Eigenvalues determine diffusion rates:

| Eigenvalue | Effect |
|---|---|
| Small | Slow decay |
| Large | Fast decay |

Heat diffusion smooths functions on graphs.

## 136.17 Graph Fourier Transform

The eigenvectors of the Laplacian define a graph Fourier basis.

If:

$$
L=U\Lambda U^T,
$$

then the columns of \(U\) are orthonormal eigenvectors.

For a graph signal \(f\), the graph Fourier transform is:

$$
\widehat{f}=U^Tf.
$$

Low-frequency components correspond to small eigenvalues.

Graph signal processing extends Fourier analysis to irregular discrete structures.

Applications include:

| Application | Goal |
|---|---|
| Sensor networks | Signal smoothing |
| Recommendation systems | Graph filtering |
| Image processing | Structured denoising |

## 136.18 Directed Graphs

Directed graphs lead to nonsymmetric matrices.

If:

$$
A\ne A^T,
$$

then eigenvalues may become complex.

Many properties of symmetric spectral theory fail or become more complicated.

Directed spectral theory often uses:

| Matrix | Purpose |
|---|---|
| Transition matrix | Markov chains |
| Directed Laplacian | Flow analysis |
| PageRank matrix | Web ranking |

Nonsymmetric spectral theory is generally harder than symmetric theory.

## 136.19 Random Graphs

Random graphs produce random matrices.

For example, in the Erdős-Rényi model:

$$
G(n,p),
$$

each edge appears independently with probability \(p\).

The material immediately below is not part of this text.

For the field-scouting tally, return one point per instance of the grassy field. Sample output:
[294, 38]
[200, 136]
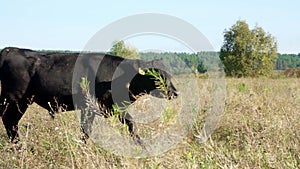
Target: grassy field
[259, 129]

The adjacency matrix becomes a random symmetric matrix.

Spectral graph theory and random matrix theory interact strongly in this setting.

Important questions include:

| Question | Meaning |
|---|---|
| Largest eigenvalue | Connectivity strength |
| Spectral distribution | Global randomness |
| Eigenvector localization | Structural concentration |

Random graph spectra reveal hidden structure in networks.

## 136.20 Applications

Spectral graph theory has many applications.

### Computer Science

| Problem | Spectral tool |
|---|---|
| Graph partitioning | Fiedler vector |
| Web search | Eigenvector ranking |
| Recommendation systems | Spectral embeddings |

### Machine Learning

| Task | Spectral method |
|---|---|
| Clustering | Laplacian eigenvectors |
| Manifold learning | Spectral embeddings |
| Semi-supervised learning | Graph diffusion |

### Physics

| Phenomenon | Graph interpretation |
|---|---|
| Diffusion | Heat equation |
| Vibrations | Laplacian eigenmodes |
| Quantum transport | Spectral propagation |

### Network Science

| Structure | Spectral indicator |
|---|---|
| Communities | Eigenvector structure |
| Robustness | Spectral gap |
| Synchronization | Laplacian eigenvalues |

## 136.21 Summary

Spectral graph theory studies graphs using eigenvalues and eigenvectors of associated matrices.

The main ideas are:

| Concept | Meaning |
|---|---|
| Adjacency matrix | Encodes edges |
| Degree matrix | Encodes vertex degrees |
| Laplacian | Discrete differential operator |
| Spectral gap | Connectivity strength |
| Fiedler vector | Graph partition direction |
| Random walk matrix | Probabilistic dynamics |
| Expansion | Sparse but highly connected structure |
| Graph Fourier basis | Laplacian eigenvectors |
| Heat diffusion | Dynamics generated by Laplacian |
| Spectral clustering | Eigenvector-based partitioning |

Spectral graph theory converts combinatorial structure into linear algebra. Eigenvalues and eigenvectors reveal connectivity, geometry, diffusion, clustering, and randomness in discrete networks.